Lexical Tools

Strip Diacritics in Unicode

Introduction
Diacritic characters are used in Spanish, French, etc. and also appear in English documents. To strip diacritics is a common process of normalizing non-ASCII Unicode to ASCII operations.
Algorithm:
Diacritics are stripped in Lexical Tools with an enhanced algorithm (since 2008) by following processes:
- Table mapping (configurable):
  Table mapping method is used to overwrite the default diacritics stripping result. The mapping is a straight forward method, which replaces a non-ASCII Unicode diacritic character with an assigned mapped ASCII character. A configurable mapping table is used for this purpose. This table is located at ${LVG}/data/Unicode/diacriticMap.data. This table is used for those Unicode diacritic characters can't be stripped by Unicode normalization algorithm. This file is the default strip diacritics mapping table provided by lexical tools. The format is listed as below:
  
  Unicode Mapped ASCII Char Unicode Name
  U+00F8 o ø LATIN SMALL LETTER O WITH STROKE
  
  Please note:
  - Field 1 must be a non-ASCII Unicode character (in Unicode Hex value)

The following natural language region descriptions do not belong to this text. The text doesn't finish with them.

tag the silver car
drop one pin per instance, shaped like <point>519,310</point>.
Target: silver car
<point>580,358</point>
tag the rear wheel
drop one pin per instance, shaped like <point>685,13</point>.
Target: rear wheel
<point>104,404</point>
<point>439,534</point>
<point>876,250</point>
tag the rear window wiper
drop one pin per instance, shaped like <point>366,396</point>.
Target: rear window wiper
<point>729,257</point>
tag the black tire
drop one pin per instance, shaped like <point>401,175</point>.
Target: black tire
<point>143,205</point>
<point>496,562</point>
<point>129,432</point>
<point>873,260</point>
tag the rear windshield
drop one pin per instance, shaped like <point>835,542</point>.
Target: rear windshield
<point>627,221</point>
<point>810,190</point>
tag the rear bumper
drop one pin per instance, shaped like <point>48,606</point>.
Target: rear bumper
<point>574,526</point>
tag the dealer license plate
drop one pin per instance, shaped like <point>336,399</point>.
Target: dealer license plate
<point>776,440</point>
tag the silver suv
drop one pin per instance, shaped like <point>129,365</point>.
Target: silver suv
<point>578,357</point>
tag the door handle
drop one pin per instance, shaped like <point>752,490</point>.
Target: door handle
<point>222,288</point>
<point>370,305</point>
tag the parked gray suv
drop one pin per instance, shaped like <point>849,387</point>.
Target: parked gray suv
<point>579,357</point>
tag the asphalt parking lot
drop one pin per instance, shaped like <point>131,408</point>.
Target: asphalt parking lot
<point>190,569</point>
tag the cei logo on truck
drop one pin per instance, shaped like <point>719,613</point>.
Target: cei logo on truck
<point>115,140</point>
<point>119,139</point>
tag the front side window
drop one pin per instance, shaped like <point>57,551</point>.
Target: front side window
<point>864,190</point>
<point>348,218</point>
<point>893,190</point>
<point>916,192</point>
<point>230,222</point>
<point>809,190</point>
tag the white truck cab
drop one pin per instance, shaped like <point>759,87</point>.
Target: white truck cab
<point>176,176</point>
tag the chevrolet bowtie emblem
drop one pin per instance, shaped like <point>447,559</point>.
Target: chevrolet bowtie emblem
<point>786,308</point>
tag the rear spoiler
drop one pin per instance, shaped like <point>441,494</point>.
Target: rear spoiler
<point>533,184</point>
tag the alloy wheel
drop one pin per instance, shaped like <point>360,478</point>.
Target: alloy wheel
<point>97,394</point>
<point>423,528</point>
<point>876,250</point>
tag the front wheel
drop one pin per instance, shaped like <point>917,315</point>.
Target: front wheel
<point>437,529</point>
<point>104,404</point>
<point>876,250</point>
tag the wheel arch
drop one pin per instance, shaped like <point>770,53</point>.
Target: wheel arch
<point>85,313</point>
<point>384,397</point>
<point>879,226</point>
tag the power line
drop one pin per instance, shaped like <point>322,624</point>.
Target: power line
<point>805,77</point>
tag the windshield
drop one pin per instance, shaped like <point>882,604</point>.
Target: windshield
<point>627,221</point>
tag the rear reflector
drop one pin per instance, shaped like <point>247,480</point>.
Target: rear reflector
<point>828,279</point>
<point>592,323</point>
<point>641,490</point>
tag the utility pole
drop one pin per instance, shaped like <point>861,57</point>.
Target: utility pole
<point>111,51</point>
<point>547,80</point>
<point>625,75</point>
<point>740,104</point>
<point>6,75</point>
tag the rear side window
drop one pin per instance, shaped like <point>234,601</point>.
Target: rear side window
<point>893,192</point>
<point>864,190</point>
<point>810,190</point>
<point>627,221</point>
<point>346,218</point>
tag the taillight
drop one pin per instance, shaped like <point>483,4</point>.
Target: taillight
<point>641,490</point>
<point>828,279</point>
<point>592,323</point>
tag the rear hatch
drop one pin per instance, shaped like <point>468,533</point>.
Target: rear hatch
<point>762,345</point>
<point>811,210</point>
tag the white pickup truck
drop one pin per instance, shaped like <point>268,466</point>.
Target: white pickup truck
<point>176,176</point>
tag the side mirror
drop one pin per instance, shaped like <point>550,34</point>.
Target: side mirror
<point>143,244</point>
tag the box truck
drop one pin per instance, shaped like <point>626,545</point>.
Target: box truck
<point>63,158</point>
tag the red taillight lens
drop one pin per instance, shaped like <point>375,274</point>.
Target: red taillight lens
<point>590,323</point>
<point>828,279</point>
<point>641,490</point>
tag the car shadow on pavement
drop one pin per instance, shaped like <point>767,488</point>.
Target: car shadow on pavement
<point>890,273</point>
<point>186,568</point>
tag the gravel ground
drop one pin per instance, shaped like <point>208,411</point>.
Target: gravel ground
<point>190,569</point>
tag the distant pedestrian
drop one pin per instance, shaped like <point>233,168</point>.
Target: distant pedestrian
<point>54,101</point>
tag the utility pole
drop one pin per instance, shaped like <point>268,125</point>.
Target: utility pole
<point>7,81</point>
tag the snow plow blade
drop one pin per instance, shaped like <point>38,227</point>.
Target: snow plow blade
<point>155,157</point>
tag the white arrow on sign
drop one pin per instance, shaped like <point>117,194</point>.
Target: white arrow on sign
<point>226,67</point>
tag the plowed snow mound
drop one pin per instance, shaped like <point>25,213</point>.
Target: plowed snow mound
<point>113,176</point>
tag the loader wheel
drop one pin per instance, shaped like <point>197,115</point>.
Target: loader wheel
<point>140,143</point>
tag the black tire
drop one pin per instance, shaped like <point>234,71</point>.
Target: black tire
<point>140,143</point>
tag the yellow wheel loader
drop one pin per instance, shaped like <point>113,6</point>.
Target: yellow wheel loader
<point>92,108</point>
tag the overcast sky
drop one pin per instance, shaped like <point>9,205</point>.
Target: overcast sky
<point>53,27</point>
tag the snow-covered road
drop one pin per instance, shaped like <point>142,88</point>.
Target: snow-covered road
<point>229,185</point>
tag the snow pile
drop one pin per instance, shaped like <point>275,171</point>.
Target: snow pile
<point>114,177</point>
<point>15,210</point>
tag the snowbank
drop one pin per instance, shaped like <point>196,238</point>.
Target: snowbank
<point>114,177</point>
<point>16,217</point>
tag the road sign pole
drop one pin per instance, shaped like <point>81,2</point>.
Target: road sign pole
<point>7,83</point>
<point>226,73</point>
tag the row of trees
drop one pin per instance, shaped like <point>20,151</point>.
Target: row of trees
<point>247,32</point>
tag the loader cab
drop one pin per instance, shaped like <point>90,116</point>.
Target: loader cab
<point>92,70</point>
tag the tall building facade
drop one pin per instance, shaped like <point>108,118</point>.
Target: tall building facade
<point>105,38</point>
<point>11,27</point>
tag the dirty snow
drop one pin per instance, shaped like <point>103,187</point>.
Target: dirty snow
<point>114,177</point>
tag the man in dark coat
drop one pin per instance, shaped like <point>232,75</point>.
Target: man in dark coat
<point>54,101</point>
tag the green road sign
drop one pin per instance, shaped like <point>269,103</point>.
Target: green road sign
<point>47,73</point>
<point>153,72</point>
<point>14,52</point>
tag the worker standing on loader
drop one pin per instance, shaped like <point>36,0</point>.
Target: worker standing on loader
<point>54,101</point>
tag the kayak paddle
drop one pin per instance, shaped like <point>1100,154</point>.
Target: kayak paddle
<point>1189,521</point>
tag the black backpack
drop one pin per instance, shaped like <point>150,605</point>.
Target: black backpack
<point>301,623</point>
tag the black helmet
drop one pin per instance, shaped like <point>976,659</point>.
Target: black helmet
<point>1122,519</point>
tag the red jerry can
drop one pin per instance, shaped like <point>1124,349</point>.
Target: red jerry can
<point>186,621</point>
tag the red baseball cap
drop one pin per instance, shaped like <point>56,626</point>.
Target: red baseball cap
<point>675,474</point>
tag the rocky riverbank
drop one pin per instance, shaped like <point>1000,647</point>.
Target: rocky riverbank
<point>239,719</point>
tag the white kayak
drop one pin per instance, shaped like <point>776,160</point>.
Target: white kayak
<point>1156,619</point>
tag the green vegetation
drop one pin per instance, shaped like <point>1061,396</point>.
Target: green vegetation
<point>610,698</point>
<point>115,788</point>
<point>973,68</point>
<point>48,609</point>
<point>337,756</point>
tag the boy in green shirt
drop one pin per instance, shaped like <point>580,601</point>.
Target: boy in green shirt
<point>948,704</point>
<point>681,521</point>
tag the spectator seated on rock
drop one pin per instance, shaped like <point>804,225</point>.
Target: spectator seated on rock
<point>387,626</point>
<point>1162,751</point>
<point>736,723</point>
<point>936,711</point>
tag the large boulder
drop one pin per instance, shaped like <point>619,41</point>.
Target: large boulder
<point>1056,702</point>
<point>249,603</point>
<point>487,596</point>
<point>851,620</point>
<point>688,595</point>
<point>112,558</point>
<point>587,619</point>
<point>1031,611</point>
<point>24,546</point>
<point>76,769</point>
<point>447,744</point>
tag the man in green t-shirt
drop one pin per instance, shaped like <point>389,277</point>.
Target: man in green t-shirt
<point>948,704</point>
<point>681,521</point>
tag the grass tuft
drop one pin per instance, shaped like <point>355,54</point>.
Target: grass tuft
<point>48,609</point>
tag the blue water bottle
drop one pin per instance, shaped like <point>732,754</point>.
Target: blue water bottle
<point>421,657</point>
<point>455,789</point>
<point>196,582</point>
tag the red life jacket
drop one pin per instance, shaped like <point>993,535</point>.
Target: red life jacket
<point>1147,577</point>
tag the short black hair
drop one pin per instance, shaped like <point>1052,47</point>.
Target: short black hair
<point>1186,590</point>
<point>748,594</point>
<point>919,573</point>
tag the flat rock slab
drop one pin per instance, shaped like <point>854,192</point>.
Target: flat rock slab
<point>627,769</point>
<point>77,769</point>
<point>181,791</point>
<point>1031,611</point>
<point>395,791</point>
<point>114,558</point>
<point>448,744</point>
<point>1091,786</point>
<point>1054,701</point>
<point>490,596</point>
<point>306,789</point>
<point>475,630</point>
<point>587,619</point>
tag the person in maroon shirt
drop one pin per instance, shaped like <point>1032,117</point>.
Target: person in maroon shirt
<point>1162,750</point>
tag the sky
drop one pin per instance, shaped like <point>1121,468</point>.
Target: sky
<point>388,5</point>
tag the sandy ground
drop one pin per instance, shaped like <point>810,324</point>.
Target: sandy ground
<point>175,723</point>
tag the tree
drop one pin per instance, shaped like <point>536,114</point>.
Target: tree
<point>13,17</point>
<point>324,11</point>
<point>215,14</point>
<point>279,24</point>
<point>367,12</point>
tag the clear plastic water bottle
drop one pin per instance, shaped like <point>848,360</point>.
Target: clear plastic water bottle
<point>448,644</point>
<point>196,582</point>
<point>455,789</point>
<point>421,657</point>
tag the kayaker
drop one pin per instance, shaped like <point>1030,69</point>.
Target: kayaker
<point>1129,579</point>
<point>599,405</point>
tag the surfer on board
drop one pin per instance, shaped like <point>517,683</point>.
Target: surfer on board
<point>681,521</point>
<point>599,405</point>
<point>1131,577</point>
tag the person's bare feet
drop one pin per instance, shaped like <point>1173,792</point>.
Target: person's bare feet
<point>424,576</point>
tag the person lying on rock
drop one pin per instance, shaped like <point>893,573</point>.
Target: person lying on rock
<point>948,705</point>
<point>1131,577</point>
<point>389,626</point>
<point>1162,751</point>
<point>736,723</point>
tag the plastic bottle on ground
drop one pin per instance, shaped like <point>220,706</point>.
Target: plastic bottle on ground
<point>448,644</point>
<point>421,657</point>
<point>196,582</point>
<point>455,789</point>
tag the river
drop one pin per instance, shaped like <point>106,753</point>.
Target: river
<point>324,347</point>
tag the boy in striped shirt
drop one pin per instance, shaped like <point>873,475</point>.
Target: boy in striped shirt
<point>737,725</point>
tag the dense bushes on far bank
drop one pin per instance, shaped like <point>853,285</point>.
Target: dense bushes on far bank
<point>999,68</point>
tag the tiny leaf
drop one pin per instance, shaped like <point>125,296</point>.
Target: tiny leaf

  - Field 2 must be a ASCII character
  - Fields 3 and 4 are the Unicode character and name of field 1. They are used for notation (not used in the program)
- Unicode normalization D algorithm (D: Canonical Decomposition, not followed by Canonical Composition):
  As discussed in the Unicode Normalization, Unicode Normalization D can be used for stripping diacritics. Unicode normalization D decomposes a diacritic character into a base character and combining diacritic mark. The combining diacritic mark can be stripped (by reserving the first base character). This algorithm works very well on most diacritics, such as characters in blocks of Latin-1 supplement, Latin Externd-A, Latin Externd-B.
Java Code Implementation:
- Download icu4j from internet.
- include icu4j.jar in the Java CLASSPATH
- import com.ibm.icu.text.*;
- If the character is in the diacritic mapping table Perform mapping
- else
  - Stripped combining diacritical mark of the normStr
    - If the length of normStr is more than 1 (diacritical character)
    - If normStr contains characters of combining diacritical mark (exclude non-Latin based characters)
      => Keep the first character (base character always show on the front)
References:
- Lexical Tools: 2002 ~ 2003 used an user's define file to stripped diacritics by table mapping method. The default list can be accessed on the 2002~2003 Lvg strip diacritic mapping table.
- Lexical Tools: 2004 ~ 2007 used Unicode normalization algorithm D and an user's define file to stripped diacritics. The sample list can be access on the 2004~2007 Lvg sample list of strip diacritics.